It is a very good idea to watch Kerry Wong's YouTube video on the subject where he goes into quite a bit of detail on this topic (i.e., characterization of MOSFETs for linear mode operation):

https://www.youtube.com/watch?v=Vr6YsT403DM
 
@Donziboy2, the IRFP250n is also not characterized for linear operation. I don't know why pro load manufacturers use it, unless they did their own statistical analysis of failure rate.

It is a very good idea to watch Kerry Wong's YouTube video on the subject where he goes into quite a bit of detail on this topic (i.e., characterization of MOSFETs for linear mode operation):

https://www.youtube.com/watch?v=Vr6YsT403DM

Actually, you can just calculate the Junction temperature using Junction to Case, Case to Sink and knowing the Sink to Air and Air values.
Yes I have watched his videos and about 20 others from various people.

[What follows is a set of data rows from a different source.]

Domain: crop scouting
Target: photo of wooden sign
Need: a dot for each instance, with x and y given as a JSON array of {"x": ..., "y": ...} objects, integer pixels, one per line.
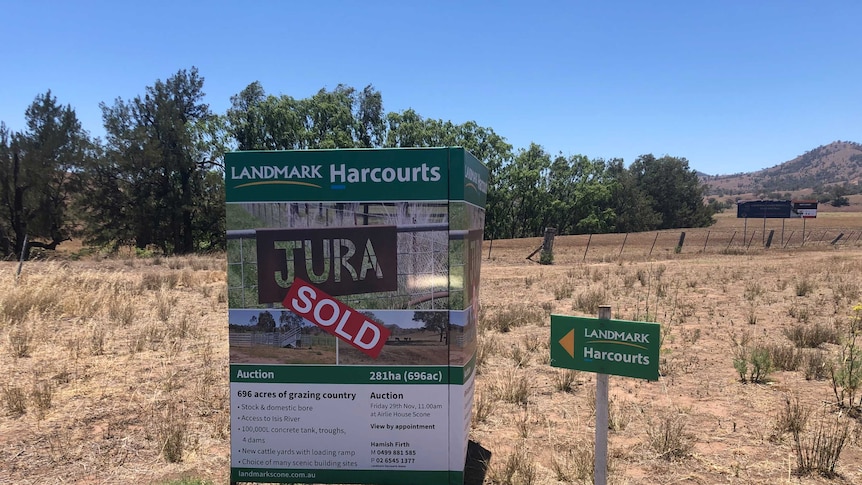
[{"x": 338, "y": 260}]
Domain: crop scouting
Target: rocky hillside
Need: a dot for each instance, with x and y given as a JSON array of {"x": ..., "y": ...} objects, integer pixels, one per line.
[{"x": 837, "y": 163}]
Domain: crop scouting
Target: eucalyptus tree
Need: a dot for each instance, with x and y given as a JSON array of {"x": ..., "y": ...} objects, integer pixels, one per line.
[
  {"x": 157, "y": 171},
  {"x": 39, "y": 175},
  {"x": 674, "y": 191}
]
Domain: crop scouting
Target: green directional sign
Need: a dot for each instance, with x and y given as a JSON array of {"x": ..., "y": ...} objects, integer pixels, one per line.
[{"x": 615, "y": 347}]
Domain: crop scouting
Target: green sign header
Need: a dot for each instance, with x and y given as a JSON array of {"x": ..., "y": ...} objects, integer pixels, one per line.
[
  {"x": 616, "y": 347},
  {"x": 393, "y": 174}
]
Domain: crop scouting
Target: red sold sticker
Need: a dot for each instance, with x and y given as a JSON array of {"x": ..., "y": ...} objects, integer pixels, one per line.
[{"x": 336, "y": 318}]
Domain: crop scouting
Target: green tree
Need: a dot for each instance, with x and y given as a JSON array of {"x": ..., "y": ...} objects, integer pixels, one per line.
[
  {"x": 38, "y": 175},
  {"x": 158, "y": 171},
  {"x": 674, "y": 191},
  {"x": 632, "y": 206}
]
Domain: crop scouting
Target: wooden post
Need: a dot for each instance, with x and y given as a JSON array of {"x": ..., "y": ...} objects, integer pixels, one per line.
[
  {"x": 21, "y": 259},
  {"x": 789, "y": 238},
  {"x": 803, "y": 232},
  {"x": 600, "y": 471},
  {"x": 731, "y": 241},
  {"x": 623, "y": 245},
  {"x": 547, "y": 256}
]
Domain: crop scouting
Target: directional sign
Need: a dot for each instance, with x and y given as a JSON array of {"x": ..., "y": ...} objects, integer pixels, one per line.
[{"x": 616, "y": 347}]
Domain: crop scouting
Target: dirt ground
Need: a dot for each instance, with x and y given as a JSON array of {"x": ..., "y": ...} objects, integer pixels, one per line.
[{"x": 127, "y": 360}]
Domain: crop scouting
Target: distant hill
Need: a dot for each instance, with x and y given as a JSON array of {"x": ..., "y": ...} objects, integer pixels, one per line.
[{"x": 816, "y": 171}]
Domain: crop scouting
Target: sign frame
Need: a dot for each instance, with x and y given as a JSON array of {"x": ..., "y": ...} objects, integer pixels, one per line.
[{"x": 605, "y": 346}]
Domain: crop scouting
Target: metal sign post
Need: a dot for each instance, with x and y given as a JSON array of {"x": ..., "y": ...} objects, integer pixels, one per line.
[{"x": 605, "y": 346}]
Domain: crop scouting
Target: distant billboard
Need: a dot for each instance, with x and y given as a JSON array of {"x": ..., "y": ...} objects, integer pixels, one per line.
[
  {"x": 763, "y": 209},
  {"x": 806, "y": 209}
]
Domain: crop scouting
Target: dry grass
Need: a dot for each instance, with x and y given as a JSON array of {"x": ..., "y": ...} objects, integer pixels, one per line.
[{"x": 118, "y": 373}]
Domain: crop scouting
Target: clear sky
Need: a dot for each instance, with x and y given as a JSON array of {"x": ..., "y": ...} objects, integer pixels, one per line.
[{"x": 731, "y": 85}]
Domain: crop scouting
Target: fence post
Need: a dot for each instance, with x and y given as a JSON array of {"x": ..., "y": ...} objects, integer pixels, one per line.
[
  {"x": 547, "y": 255},
  {"x": 653, "y": 245},
  {"x": 21, "y": 259},
  {"x": 769, "y": 239},
  {"x": 789, "y": 238},
  {"x": 623, "y": 245},
  {"x": 730, "y": 242},
  {"x": 600, "y": 471}
]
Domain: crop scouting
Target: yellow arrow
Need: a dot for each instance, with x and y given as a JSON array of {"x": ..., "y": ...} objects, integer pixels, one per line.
[{"x": 568, "y": 343}]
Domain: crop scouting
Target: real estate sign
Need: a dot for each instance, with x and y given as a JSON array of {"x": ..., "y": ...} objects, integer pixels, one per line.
[
  {"x": 615, "y": 347},
  {"x": 352, "y": 289}
]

And just so we are clear, the Linear L2 SOA are calculated not tested to. I have not seen any new mosfet datasheets in years that actually have a true SOA graph, if its all straight lines its just calculate.
And there is no way in hell i'm going to believe the Linear L2 SOA, they show a case temp of 75 and Junction of 150C and claim 200 Watt dissipation (10V @ 20A includes a TO220 package...) inside the safe DC area.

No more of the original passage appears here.